We're working out our dual stacked IPv4-IPv6 network. One
issue that recently has arisen is how to number the management
interfaces on the network devices themselves.
I have always been kind of partial to the idea of taking advantage
IPv6 features and letting hosts set their own addresses with EUI-64
interface numbers. For the management interface on a network device,
it's more like a "normal" host. I'd just as well tell the device its
prefix, and let it build the address itself. For IPv6, my opinion is
that I'm not even going to try to remember 128-bit addresses. It's
not something reasonable to expect humans to do. I'm going to depend
on some name-to-number service (DNS or a hosts file), and as far as
a computer goes, 2001:db8::80:abff:fe45:6789 is just as easy to
remember as, 2001:db8::12:34.
The other approach is to assign addresses.
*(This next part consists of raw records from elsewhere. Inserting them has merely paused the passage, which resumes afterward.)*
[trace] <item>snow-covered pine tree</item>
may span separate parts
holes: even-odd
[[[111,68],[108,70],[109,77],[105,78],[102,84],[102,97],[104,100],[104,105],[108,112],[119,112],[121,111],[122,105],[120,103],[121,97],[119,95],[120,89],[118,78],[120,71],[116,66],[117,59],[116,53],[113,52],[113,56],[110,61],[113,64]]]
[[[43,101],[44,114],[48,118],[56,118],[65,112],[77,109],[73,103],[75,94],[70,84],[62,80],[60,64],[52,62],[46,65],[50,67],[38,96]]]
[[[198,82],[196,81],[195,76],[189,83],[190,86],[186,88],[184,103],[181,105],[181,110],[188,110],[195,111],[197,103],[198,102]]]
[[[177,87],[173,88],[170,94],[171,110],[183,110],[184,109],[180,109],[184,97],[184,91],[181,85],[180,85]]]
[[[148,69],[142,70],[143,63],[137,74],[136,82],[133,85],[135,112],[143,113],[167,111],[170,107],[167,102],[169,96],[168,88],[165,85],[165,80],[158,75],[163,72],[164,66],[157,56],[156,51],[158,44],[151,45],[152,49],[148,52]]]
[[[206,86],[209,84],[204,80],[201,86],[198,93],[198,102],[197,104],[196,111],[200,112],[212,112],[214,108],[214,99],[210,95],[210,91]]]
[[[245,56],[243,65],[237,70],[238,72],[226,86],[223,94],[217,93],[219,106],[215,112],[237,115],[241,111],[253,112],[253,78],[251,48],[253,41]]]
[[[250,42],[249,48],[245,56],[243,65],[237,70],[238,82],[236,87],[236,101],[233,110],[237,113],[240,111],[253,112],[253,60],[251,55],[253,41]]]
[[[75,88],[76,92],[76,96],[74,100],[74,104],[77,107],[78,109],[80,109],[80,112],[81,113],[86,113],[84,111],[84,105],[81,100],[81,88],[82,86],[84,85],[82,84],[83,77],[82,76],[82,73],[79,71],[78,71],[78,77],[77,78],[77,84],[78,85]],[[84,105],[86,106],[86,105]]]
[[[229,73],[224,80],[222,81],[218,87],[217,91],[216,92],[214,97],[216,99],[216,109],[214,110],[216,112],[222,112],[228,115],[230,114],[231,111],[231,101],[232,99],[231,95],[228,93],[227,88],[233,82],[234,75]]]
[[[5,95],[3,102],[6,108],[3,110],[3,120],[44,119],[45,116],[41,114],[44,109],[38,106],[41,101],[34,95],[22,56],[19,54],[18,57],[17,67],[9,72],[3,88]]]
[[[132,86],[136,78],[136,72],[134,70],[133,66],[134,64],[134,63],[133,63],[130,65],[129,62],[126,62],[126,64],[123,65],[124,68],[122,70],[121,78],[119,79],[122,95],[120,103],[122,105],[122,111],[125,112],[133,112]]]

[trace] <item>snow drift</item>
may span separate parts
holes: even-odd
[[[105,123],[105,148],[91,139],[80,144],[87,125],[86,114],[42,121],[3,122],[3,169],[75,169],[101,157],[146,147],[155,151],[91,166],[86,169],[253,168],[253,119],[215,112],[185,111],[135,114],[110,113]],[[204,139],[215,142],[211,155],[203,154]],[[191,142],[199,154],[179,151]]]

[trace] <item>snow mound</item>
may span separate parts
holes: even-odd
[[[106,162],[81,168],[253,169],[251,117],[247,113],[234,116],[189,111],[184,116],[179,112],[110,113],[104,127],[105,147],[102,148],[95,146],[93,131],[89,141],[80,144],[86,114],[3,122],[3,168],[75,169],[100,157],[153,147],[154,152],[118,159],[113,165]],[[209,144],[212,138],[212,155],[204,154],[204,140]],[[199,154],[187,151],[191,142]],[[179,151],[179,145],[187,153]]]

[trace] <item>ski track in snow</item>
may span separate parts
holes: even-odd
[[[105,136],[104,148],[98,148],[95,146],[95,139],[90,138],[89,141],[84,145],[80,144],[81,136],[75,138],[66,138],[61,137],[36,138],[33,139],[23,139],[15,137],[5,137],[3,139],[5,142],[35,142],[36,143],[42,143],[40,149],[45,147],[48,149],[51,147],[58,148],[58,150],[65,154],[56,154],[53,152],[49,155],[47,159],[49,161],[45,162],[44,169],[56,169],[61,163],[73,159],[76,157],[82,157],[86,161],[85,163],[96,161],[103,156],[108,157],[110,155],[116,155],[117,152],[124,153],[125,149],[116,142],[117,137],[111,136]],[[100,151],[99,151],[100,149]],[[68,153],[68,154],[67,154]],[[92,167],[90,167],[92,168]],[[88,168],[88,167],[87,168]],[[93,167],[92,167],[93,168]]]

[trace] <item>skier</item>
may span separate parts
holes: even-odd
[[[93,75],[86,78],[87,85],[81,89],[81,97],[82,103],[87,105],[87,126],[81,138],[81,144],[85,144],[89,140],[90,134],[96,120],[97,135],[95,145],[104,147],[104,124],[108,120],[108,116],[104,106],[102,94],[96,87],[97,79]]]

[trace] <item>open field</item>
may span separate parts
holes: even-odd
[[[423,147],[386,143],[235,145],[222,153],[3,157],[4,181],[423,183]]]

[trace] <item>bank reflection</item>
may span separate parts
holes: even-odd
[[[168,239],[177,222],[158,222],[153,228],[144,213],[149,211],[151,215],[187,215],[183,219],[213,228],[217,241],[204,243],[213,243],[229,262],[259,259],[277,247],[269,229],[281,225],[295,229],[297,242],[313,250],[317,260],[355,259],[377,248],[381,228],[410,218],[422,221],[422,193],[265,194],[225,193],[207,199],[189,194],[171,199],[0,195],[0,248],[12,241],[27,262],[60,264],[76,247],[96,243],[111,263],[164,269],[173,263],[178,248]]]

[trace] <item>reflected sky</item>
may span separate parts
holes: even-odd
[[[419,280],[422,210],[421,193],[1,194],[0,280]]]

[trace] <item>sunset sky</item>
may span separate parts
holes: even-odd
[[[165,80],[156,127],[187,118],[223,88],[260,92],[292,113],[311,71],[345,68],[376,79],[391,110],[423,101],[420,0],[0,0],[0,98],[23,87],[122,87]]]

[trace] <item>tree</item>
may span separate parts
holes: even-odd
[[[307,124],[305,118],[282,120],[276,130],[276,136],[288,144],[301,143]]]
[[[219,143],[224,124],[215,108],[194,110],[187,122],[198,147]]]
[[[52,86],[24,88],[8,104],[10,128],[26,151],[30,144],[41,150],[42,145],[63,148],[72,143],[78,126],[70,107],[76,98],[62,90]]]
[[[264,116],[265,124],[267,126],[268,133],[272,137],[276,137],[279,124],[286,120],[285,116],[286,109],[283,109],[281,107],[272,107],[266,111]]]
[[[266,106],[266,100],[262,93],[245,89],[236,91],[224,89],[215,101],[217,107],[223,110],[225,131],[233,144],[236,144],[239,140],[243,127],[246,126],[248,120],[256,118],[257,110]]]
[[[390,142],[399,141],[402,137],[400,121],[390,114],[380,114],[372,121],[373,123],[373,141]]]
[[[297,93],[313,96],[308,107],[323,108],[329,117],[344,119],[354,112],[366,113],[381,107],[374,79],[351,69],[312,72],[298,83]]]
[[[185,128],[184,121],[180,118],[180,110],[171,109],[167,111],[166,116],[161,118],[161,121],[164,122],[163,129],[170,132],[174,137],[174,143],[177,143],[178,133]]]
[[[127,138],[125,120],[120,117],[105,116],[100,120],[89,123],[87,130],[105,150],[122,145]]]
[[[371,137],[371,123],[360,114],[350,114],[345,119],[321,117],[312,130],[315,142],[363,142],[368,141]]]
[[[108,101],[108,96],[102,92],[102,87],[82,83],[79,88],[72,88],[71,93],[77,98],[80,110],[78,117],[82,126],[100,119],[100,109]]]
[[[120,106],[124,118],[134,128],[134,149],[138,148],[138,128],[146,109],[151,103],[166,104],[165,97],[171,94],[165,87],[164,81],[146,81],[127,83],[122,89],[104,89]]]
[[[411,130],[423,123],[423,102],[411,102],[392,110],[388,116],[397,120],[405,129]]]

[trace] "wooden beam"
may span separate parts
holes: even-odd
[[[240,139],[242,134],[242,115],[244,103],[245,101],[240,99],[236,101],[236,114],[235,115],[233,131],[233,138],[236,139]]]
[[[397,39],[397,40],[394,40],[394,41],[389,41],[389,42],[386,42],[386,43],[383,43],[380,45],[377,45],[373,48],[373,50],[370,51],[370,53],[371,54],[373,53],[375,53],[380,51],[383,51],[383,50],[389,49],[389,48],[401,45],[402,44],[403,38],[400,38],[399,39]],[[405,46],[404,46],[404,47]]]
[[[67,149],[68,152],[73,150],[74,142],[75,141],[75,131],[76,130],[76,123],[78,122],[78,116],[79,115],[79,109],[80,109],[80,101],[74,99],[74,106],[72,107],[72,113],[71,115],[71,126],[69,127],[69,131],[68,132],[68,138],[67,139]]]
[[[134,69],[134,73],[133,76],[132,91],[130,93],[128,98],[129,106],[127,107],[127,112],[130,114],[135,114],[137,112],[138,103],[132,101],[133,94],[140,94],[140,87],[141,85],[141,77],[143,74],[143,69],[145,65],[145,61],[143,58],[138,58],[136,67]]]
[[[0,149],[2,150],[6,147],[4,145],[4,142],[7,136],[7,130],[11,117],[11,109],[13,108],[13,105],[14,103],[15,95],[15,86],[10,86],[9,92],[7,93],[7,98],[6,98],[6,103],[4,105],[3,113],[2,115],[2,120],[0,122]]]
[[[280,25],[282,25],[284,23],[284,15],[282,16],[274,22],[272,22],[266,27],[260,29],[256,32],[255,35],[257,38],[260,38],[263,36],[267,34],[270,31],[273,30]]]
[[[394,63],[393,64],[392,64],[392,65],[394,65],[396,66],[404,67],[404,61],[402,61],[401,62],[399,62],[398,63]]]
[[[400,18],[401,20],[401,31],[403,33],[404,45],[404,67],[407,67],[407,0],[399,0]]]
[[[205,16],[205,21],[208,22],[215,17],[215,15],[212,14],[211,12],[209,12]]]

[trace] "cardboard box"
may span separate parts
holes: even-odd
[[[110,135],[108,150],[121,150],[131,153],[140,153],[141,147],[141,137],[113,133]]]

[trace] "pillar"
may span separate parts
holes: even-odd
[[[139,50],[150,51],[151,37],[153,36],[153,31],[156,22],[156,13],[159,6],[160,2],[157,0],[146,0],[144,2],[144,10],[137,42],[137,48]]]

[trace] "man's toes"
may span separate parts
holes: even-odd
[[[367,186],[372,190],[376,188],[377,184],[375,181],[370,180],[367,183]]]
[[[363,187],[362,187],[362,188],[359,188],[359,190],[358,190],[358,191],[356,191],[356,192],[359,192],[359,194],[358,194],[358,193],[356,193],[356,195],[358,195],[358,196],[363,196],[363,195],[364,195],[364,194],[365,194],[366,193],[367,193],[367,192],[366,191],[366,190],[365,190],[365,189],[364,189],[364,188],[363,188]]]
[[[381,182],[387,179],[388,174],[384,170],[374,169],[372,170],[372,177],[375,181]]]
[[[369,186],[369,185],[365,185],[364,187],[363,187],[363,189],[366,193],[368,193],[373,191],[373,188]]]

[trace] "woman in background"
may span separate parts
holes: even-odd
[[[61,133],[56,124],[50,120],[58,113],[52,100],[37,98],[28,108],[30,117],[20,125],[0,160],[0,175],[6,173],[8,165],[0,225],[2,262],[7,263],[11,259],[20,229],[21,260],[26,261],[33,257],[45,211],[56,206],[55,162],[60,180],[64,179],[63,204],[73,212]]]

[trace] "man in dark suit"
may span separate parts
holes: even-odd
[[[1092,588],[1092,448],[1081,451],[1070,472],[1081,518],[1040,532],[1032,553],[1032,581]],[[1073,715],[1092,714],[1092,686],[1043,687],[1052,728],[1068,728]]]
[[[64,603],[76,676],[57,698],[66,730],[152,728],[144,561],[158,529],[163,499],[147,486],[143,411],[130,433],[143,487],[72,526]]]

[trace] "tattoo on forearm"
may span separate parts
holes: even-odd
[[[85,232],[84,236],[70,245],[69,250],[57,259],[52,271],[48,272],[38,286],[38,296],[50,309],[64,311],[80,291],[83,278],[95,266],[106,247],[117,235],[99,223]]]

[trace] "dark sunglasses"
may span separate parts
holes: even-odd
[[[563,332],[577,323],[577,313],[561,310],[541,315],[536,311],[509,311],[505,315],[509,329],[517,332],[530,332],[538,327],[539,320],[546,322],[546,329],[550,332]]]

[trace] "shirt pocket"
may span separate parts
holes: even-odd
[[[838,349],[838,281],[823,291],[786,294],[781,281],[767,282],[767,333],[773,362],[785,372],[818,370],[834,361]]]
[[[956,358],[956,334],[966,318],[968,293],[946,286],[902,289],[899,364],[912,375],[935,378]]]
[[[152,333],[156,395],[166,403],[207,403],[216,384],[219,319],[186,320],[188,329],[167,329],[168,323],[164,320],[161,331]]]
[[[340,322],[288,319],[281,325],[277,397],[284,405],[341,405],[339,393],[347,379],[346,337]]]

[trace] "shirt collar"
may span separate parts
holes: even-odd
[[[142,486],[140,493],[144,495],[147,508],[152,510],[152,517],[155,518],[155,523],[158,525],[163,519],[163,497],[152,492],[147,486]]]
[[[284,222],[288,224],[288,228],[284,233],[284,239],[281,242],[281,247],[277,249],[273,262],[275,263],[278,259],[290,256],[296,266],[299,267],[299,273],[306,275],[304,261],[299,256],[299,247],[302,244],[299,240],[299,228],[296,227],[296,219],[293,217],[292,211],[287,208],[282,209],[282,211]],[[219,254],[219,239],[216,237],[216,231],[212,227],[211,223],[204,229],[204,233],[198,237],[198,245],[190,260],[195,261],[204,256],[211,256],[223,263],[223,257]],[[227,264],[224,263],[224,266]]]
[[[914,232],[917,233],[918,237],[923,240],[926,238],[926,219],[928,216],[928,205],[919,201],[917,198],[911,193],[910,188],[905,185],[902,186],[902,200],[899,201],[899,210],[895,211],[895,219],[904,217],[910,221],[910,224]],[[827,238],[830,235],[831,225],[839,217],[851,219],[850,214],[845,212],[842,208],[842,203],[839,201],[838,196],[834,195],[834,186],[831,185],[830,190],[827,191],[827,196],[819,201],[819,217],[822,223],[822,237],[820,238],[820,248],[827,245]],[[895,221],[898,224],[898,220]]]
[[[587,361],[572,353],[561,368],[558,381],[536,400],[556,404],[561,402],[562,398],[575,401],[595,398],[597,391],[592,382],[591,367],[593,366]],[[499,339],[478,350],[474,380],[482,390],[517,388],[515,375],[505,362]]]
To me, that's more of
a hold over from IPv4 thinking, but there are legitimate reasons
I can think of. It's nice to have the IPv6 address tied to the
configuration rather than the hardware. If you need to drop in
a replacement device, you copy the configuration and no addresses
change. But OTOH, others might consider it a feature that the IP
follows the device rather than the role. And the real reason I think
people want to do it is that they want to be able to memorize IP
addresses of "important" hosts like these.
Another option would be to do both. Assign a fixed address and also
let it chose EUI-64. However, I see that leading to confusion. Not
sure what good it would do.
Is there anything like a standard, best practice for this (yet)?
What are other people doing and their reasons? Anyone have operational
experience with what works and what does not (and the "what does
not" is probably really of more interest)?